Он сейчас как раз в Бельгию поедет, он там попробует. Сосредоточится, нащупает, как себя вести там. Можно — немного развязно, непосредственно, с милой наивностью, с чудачеством: человек не от мира сего, непрактичный, рассеянный. Можно — сдержанно, холодновато, отстраненно. Личность, не сливающаяся со средой. Смотря чего от него там ожидают. С другой стороны, если его пригласили как традиционалиста, то он может вести себя обычно, без позы. Это Садовский пусть придумывает, чем ему там всех поразить, что выкинуть.

Успокоился, развеселился даже. Прошел несколько шагов, завернул за угол — опять тучи сгустились. Нет, Марьяна на самом деле нечто нащупала: что-то в нем не то. Он сам собой недоволен. В движениях — неловкость, красноречие — в упадке: запинается. Фразы иногда не договаривает. Стихи читает скороговоркой, комкает. Скажем, не полный пентюх, но мямля. Нет блеска, парадоксальности. Такой хорошей мужественной жесткости, определенности.
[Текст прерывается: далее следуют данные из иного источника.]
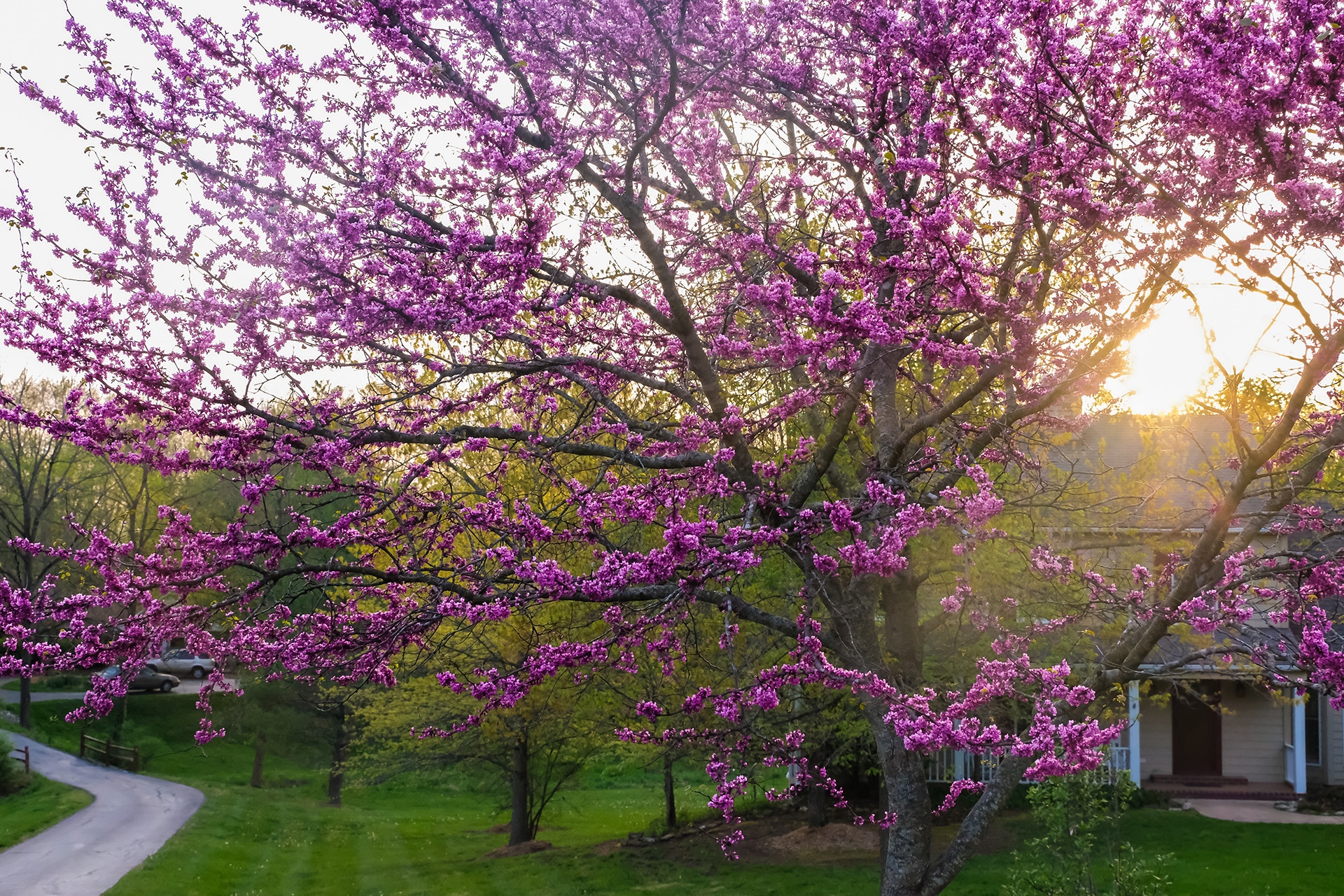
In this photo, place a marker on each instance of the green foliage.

Марьяна все-таки умная женщина. И со вкусом. Кстати, совсем неплохая художница. Очень даже интересные, неожиданные придумывает костюмы. Фантазия у нее в порядке. Но не может же он ей сказать: «Марьяна, завтра я переезжаю к тебе». Нет, конечно, так он ей никогда не скажет. А вот «выходи за меня замуж» было бы нормально, если бы не вчерашнее. Ведь она же не сказала: «Давай поженимся» или «давай будем жить вместе». Она сказала: «Переезжай в Валеркин кабинет — он все равно пустует». Может, она и не имела в виду брак. А тогда — что? Что он въедет к ней как жилец, что ли? Как сожитель? Так сама же пеняла мужу, что он даже туда баб водил!.. Дурацкая ситуация. Сейчас бы ему жениться и переехать к ней, а как об этом сказать? Значит, надо подождать пока она не предложит в другой раз. А если не предложит? Женщина самолюбивая, гордая.

Хотел даже зайти к ней, прощупать почву, поразведать — что она там думает, какое у нее настроение. Потом вспомнил, что ей сегодня привезут детей. Может быть, уже привезли. А жаль. Неизвестность, как известно, хуже всего. Очень важно сейчас узнать, как она его встретит, какими словами. С ней вообще иногда очень интересно. Она художник по костюмам, и у нее своеобразный такой взгляд на мир. Она ему как-то раз сказала:

— Когда мне хочется узнать человека, я его мысленно переодеваю.

— Это как? — удивился он.

— Одежда может его камуфлировать, а точно подобранный костюм выставит его напоказ, выявит в нем что-то характерное, типичное. С гаишника я снимаю форму и переодеваю его в футбольного болельщика, натяну на него майку с трениками, и он уже не товарищ милиционер, который вот-вот сдерет с меня штраф, а дядьвася — сосед по подъезду.